İslam etkisi ile ortaya çıkan eserlere baktığımızda bitkisel ve geometrik
bezemeler oldukça fazla iken insan figürünün bunlara oranla oldukça az
olduklarına şahit oluruz. İslamiyet’te tasvir yasağı yoktur ve kutsal kitapta net
bir ayette bulamazsınız konuyla ilgili. Hadisle değişen bir silsileler söz
konusudur belkide.
İslam sanatının temel dinamiklerine gelirsek kuran-ı kerim mi temellerini
oluşturuyor? İslam sanatında hadislermi belirleyici yoksa tutumlarmı? Neyi
amaçlıyor? Biçim verici (Musavvir)-kavramı yani tanrının biricik olması ve put
karşıtı olması mı acaba tasviri kırmış durumda; peki dinamik güç ne olabilir
İslam sanatında.
Kuran, sünnet, hadis, Hz.

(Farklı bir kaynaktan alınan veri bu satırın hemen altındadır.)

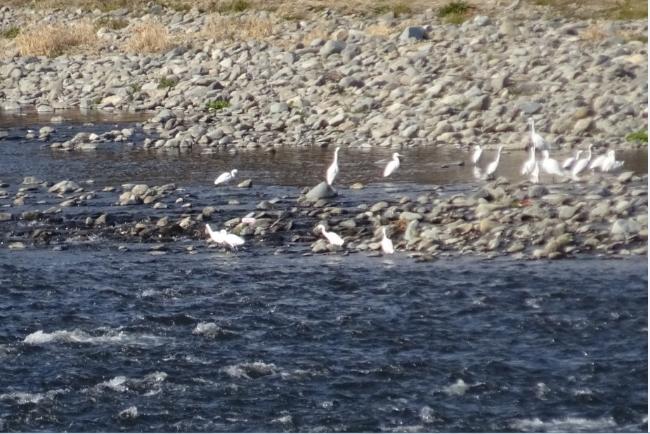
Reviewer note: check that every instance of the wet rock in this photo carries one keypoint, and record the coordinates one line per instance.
(321, 191)
(247, 183)
(64, 187)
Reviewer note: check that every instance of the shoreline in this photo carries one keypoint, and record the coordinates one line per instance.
(385, 81)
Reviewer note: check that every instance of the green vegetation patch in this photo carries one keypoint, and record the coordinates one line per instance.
(217, 104)
(640, 136)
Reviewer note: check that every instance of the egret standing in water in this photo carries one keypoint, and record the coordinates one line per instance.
(537, 140)
(551, 166)
(476, 155)
(217, 237)
(225, 177)
(492, 167)
(386, 243)
(392, 165)
(529, 164)
(332, 237)
(333, 170)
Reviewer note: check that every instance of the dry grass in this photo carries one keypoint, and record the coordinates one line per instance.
(230, 28)
(149, 37)
(56, 39)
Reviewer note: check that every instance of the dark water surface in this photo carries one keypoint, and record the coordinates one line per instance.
(94, 338)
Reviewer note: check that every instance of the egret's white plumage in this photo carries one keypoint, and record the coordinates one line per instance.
(537, 140)
(581, 164)
(225, 177)
(214, 236)
(551, 166)
(386, 243)
(476, 155)
(332, 237)
(534, 173)
(232, 240)
(392, 165)
(569, 162)
(333, 170)
(492, 167)
(529, 164)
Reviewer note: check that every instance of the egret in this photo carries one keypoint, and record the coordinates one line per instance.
(529, 164)
(581, 164)
(492, 167)
(333, 170)
(551, 166)
(569, 162)
(386, 243)
(476, 155)
(214, 236)
(233, 241)
(392, 165)
(534, 174)
(225, 177)
(332, 237)
(610, 162)
(537, 140)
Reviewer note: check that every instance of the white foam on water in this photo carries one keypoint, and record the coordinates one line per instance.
(80, 337)
(567, 424)
(30, 398)
(457, 389)
(250, 370)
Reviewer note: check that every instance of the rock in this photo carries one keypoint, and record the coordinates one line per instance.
(331, 47)
(413, 33)
(64, 187)
(565, 212)
(247, 183)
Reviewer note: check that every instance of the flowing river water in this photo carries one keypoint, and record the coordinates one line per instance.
(101, 336)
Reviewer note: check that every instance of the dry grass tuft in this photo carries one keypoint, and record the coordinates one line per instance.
(231, 28)
(55, 39)
(150, 37)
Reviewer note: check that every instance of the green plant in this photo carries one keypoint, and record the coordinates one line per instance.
(217, 104)
(165, 82)
(10, 32)
(640, 136)
(233, 6)
(111, 23)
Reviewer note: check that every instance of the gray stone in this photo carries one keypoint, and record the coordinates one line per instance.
(321, 191)
(413, 33)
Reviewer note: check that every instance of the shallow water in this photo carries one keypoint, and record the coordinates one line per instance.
(163, 338)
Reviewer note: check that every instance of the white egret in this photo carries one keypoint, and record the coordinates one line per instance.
(386, 243)
(537, 140)
(534, 173)
(233, 241)
(492, 167)
(392, 165)
(610, 162)
(333, 170)
(217, 237)
(225, 177)
(529, 164)
(569, 162)
(551, 166)
(332, 237)
(476, 155)
(581, 164)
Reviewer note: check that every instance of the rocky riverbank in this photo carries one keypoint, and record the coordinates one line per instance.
(265, 79)
(605, 215)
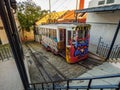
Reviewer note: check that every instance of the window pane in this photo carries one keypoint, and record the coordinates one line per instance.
(110, 1)
(69, 37)
(101, 2)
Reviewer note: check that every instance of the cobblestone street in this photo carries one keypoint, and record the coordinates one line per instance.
(68, 70)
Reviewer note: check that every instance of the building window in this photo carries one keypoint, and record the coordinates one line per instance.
(110, 1)
(101, 2)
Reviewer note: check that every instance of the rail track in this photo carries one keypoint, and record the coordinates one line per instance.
(54, 67)
(48, 72)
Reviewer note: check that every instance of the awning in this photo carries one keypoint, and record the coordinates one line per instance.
(100, 9)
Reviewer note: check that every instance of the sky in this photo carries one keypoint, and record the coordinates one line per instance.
(57, 5)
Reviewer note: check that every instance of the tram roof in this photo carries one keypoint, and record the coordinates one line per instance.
(55, 26)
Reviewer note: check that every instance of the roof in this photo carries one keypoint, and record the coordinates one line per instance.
(100, 9)
(69, 16)
(52, 17)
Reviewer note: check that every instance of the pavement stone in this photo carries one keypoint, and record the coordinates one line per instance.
(9, 76)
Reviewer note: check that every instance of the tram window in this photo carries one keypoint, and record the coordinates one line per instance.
(86, 33)
(69, 37)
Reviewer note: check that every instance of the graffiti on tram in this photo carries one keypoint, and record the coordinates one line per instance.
(49, 42)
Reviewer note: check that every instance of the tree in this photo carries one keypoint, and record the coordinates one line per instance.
(28, 13)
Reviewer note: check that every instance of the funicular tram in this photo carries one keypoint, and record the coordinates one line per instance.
(69, 40)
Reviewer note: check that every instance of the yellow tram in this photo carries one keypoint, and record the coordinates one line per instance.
(69, 40)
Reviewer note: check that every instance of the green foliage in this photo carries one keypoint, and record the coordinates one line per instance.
(28, 13)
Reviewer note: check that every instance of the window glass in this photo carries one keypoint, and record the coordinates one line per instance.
(110, 1)
(69, 37)
(80, 34)
(101, 2)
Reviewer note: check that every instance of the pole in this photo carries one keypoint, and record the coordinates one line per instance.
(76, 4)
(49, 12)
(113, 41)
(11, 31)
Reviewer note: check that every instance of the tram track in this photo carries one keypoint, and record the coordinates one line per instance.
(48, 71)
(68, 70)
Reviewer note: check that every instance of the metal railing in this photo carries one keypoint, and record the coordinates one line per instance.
(56, 85)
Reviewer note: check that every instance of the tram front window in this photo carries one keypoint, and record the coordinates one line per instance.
(69, 37)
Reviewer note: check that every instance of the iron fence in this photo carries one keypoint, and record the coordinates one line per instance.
(68, 86)
(103, 49)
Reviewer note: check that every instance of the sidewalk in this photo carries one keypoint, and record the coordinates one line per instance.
(104, 69)
(9, 76)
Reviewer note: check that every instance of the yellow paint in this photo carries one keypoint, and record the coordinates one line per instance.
(52, 17)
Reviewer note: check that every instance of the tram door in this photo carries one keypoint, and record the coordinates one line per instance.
(62, 33)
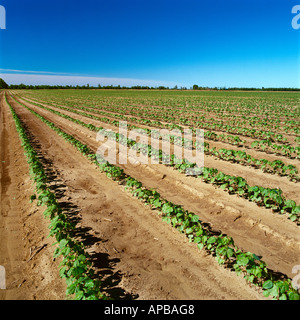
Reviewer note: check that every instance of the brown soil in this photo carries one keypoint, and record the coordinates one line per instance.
(31, 273)
(134, 252)
(254, 229)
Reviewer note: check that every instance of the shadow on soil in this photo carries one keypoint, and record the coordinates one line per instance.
(103, 264)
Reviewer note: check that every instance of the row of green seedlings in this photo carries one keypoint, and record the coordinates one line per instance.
(220, 126)
(241, 157)
(267, 197)
(286, 150)
(75, 267)
(236, 156)
(274, 167)
(221, 246)
(231, 139)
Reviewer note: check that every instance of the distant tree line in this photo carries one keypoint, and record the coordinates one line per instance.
(4, 85)
(196, 87)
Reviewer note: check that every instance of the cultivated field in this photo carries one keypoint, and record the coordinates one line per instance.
(149, 231)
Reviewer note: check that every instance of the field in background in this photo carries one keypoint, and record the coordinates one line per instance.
(247, 197)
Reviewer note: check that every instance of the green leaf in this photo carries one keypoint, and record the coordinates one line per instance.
(267, 284)
(242, 261)
(211, 240)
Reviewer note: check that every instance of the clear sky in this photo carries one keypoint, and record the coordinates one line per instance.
(244, 43)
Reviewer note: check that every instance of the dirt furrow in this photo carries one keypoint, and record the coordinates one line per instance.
(135, 252)
(23, 228)
(254, 176)
(254, 229)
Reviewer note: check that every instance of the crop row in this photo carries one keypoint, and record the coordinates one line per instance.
(267, 197)
(274, 167)
(76, 266)
(266, 144)
(255, 270)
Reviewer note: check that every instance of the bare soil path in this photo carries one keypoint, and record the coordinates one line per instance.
(135, 253)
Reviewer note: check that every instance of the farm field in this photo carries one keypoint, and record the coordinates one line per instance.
(149, 231)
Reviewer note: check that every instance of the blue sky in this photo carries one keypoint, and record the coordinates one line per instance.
(248, 43)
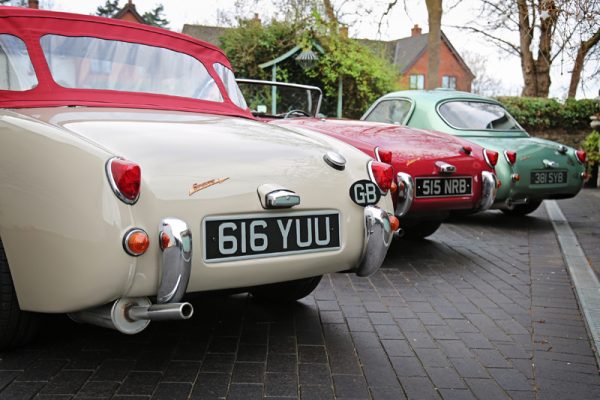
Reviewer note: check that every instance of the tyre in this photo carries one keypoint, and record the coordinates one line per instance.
(16, 327)
(523, 209)
(421, 230)
(286, 291)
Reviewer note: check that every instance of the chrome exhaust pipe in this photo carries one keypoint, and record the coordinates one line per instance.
(161, 312)
(132, 315)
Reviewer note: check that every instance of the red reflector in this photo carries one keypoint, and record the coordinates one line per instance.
(511, 157)
(383, 155)
(127, 177)
(491, 157)
(383, 175)
(136, 242)
(394, 223)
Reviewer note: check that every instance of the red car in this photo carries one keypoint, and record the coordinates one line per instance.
(436, 172)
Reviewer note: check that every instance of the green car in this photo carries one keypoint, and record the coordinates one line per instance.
(529, 169)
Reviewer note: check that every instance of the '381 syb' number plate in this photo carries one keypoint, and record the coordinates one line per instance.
(266, 235)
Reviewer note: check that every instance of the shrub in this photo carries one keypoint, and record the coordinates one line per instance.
(591, 146)
(541, 113)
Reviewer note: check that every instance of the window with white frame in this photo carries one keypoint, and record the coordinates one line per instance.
(449, 82)
(416, 81)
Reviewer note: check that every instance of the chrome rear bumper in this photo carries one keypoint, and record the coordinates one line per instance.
(176, 262)
(378, 236)
(489, 187)
(132, 315)
(406, 194)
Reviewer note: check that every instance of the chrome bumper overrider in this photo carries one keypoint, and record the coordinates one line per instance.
(132, 315)
(489, 188)
(176, 262)
(378, 236)
(406, 192)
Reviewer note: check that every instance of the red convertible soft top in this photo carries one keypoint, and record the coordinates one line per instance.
(30, 26)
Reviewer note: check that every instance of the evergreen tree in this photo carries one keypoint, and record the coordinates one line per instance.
(156, 17)
(110, 8)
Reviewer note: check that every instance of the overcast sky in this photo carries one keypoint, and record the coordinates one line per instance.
(500, 65)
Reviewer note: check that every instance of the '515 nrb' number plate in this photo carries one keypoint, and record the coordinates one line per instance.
(266, 235)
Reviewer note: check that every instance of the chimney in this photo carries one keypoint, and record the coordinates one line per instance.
(416, 30)
(343, 31)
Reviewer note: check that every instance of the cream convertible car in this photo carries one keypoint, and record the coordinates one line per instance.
(124, 186)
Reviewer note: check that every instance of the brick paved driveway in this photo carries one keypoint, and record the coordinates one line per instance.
(483, 310)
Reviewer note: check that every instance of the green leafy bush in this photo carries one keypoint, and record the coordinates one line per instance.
(591, 146)
(541, 113)
(365, 77)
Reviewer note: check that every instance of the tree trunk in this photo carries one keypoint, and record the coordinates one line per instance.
(434, 13)
(528, 66)
(584, 48)
(544, 58)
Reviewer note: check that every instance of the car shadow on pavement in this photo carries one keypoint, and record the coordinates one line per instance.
(499, 220)
(221, 321)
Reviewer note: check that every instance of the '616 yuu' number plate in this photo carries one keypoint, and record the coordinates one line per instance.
(549, 177)
(266, 235)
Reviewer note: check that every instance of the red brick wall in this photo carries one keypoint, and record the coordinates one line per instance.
(449, 65)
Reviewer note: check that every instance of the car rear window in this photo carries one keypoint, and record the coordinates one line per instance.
(16, 71)
(477, 115)
(233, 90)
(93, 63)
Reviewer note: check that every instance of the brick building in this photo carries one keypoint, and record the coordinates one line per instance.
(410, 55)
(129, 13)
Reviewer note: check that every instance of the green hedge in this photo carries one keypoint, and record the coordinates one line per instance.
(540, 113)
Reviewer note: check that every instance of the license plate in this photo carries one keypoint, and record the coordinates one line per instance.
(549, 177)
(266, 235)
(444, 187)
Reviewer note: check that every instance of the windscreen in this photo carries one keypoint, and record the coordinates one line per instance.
(477, 115)
(92, 63)
(279, 101)
(233, 90)
(16, 71)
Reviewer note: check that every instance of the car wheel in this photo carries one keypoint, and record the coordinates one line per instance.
(523, 209)
(286, 291)
(421, 230)
(16, 327)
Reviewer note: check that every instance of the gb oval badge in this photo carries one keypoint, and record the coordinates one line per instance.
(364, 193)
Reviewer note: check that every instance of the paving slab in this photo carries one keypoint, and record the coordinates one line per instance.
(485, 309)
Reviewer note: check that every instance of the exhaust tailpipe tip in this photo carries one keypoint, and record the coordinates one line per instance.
(132, 315)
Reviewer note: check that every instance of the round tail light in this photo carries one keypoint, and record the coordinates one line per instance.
(382, 174)
(491, 157)
(125, 179)
(383, 155)
(510, 156)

Muhammed’in yaşayış tarzı ve müminlerin
anlatıları topyekun olarak islam medeniyetinin temel dinamikleri ve aynı
zamanda sanatının’da dinamikleri olmuş olabilir ve kuvvetle muhtemeldir.
Örneğin hat ve teship sanatının ilerlemesi buna güzel bir örnektir, Her ne kadar

tasvir ve insan figüründen uzak durulmuş sada soyutlanarak ebruda, kaligrafide,


tasvirin değişik biçimlerini bulan İslam sanatı bunu çeşitlendirerek yaşamın
merkezine soktuğu dini mimaride kufi yazı kuşakları, arabesk ve bitkisel
motifler, çiniler, terrakotalar, alçı stukolarla geliştirmiş. Türklerin İslamiyeti
kabulu ile Selçuklu ve Osmanlı Hanedanları ile İslam sanatını zirveye
taşımışlardır. Pablo Picasso örneklerini gördüğü hat yazısı ile İslam sanatını
övmüş, daha önce yaptıklarının bunun yanında bir hiç olduğu radikal görüşünü
öne sürmüştür. Demek ki İslam sanatının gelişiminde gerek Andalucia, gerek
sonrasında İstanbul’un fethi ve Sultanların Rönesans ressamlarına portrelerini
yaptırmaları büyük bir etkileşim halini anlatır Sanat tarihinde bize. Osmanlı
döneminde çağdaş sanatın da gelişmesi ile birlikte İslam sanatına dahil
edebileceğimiz çok malzeme mevcut hale geldi diyebiliriz çünki Rönesansta
olduğu gibi bunu yapanlar müzlüman yada sempatisini kazanmış devşirme
sanatçılardır ve islam sanatı gerek hamileri olsun gerekse de özgür çağdaş
sanatçıları olsun gelişmeye devam etmektedir.